The core factorize_ function (which wraps pd.cut) only handles 1D bins, so we use xr.apply_ufunc to vectorize it for us.

factorize_loop_dim = "time"
def factorize_nd_bins_core(by, bins):
    group_idx, *_, props = flox.core.factorize_(
        (by,),
        axes=(-1,),
        expected_groups=(pd.IntervalIndex.from_breaks(bins),),
    )
    # Use -1 as the NaN sentinel value
    group_idx[props.nanmask] = -1
    return group_idx


codes = xr.apply_ufunc(
    factorize_nd_bins_core,
    by,
    bins,
    # TODO: avoid hardcoded dim names
    input_core_dims=[["space"], ["nbins"]],
    output_core_dims=[["space"]],
    vectorize=True,
)
codes
<xarray.DataArray (time: 3, space: 4)> Size: 96B
array([[-1,  0,  1,  2],
       [-1,  0,  1,  2],
       [-1,  0,  1,  2]])
Dimensions without coordinates: time, space

Offset the codes

These are integer codes appropriate for a single timestep.

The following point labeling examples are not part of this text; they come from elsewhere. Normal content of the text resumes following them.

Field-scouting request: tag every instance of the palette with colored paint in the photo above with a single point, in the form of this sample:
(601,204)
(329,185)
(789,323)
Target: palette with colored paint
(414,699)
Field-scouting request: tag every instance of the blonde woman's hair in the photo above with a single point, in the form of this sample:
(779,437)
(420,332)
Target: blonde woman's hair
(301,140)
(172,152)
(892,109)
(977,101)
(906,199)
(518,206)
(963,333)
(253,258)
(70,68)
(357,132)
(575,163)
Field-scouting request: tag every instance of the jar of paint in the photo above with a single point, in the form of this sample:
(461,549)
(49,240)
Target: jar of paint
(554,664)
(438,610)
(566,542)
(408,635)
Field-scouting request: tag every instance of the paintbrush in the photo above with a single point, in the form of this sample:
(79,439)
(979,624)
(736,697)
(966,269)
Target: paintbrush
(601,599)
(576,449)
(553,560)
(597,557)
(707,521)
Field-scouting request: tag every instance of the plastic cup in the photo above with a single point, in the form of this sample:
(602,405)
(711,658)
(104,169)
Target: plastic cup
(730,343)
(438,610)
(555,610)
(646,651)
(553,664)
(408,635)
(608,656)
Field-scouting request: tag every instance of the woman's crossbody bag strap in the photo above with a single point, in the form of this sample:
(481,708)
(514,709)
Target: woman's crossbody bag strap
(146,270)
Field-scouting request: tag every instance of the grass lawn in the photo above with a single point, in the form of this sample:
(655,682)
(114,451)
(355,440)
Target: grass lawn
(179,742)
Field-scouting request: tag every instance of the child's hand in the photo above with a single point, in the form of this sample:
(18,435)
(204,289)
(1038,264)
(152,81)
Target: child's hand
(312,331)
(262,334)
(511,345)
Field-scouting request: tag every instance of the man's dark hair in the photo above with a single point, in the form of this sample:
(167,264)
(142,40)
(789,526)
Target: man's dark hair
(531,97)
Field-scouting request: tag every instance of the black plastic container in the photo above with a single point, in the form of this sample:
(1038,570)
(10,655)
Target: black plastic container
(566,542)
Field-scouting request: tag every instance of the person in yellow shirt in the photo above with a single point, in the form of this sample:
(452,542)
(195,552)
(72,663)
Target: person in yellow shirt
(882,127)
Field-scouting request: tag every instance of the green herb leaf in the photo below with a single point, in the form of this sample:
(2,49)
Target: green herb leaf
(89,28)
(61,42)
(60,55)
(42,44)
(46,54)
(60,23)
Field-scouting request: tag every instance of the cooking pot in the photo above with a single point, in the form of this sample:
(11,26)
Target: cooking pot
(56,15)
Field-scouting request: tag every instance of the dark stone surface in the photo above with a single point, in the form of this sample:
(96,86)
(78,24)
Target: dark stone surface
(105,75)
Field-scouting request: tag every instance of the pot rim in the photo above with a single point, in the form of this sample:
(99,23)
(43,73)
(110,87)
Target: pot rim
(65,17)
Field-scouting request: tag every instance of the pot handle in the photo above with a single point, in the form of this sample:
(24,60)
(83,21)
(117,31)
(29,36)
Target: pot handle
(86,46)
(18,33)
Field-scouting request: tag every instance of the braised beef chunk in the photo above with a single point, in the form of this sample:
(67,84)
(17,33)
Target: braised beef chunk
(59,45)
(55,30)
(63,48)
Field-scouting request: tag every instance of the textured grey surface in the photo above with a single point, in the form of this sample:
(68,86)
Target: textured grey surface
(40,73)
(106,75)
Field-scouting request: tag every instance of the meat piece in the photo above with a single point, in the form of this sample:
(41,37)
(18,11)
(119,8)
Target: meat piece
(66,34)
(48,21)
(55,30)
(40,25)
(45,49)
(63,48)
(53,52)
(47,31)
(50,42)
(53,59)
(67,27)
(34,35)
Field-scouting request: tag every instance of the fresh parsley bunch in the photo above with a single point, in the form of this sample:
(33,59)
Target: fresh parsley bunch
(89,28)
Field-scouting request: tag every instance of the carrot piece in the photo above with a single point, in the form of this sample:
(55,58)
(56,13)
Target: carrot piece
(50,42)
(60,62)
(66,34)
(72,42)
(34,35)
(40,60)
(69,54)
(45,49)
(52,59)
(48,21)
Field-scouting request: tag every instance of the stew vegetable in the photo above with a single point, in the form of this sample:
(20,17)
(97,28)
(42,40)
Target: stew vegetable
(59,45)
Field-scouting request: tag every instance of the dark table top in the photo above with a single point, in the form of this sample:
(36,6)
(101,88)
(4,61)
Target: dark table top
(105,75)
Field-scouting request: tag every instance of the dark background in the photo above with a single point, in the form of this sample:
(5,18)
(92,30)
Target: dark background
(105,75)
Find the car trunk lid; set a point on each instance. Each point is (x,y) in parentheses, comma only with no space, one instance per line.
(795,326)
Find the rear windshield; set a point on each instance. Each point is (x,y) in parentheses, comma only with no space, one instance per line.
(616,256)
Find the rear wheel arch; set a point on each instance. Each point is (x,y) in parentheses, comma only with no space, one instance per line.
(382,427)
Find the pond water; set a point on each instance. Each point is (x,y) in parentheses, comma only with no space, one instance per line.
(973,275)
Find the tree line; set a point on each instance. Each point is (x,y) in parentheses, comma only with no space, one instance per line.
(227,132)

We now add an offset that changes in time, to make sure “bin 0” for time=0 is different from “bin 0” for time=1 (taken from this StackOverflow thread).

N = math.prod([codes.sizes[d] for d in codes.dims if d != factorize_loop_dim])
offset = xr.DataArray(np.arange(codes.sizes[factorize_loop_dim]), dims=factorize_loop_dim)
# TODO: think about N-1 here
offset_codes = (codes + offset * (N - 1)).rename(by.name)
offset_codes.data[codes == -1] = -1
offset_codes
<xarray.DataArray 'by' (time: 3, space: 4)> Size: 96B
array([[-1,  0,  1,  2],
       [-1,  3,  4,  5],
       [-1,  6,  7,  8]])
Dimensions without coordinates: time, space

Reduce

Now that we have appropriate codes, let’s apply the reduction

interim = flox.xarray.xarray_reduce(
    array,
    offset_codes,
    func="sum",
    # We use RangeIndex to indicate that `-1` code can be safely ignored
    # (it indicates values outside the bins)
    # TODO: Avoid hardcoding 9 = sizes["time"] x (sizes["nbins"] - 1)
    expected_groups=pd.RangeIndex(9),
)
interim
<xarray.DataArray 'array' (by: 9)> Size: 72B
array([ 4,  7, 10,  5,  8, 11,  6,  9, 12])
Coordinates:
  * by       (by) int64 72B 0 1 2 3 4 5 6 7 8

Make final result

Now reshape that 1D result appropriately.

final = (
    interim.coarsen(by=3)
    # bin_number dimension is last, this makes sense since it is the core dimension
    # and we vectorize over the loop dims.
    # So the first (Nbins-1) elements are for the first index of the loop dim
    .construct({"by": (factorize_loop_dim, "bin_number")})
    .transpose(..., factorize_loop_dim)
    .drop_vars("by")
)
final
<xarray.DataArray 'array' (bin_number: 3, time: 3)> Size: 72B
array([[ 4,  5,  6],
       [ 7,  8,  9],
       [10, 11, 12]])
Dimensions without coordinates: bin_number, time

I think this is the expected answer.

array.isel(space=slice(1, None)).rename({"space": "bin_number"}).identical(final)
True

TODO

This could be extended to:

  1. handle multiple factorize_loop_dim

  2. avoid hard coded dimension names in the apply_ufunc call for factorizing

  3. avoid hard coded number of output elements in the xarray_reduce call.

  4. Somehow propagate the bin edges to the final output.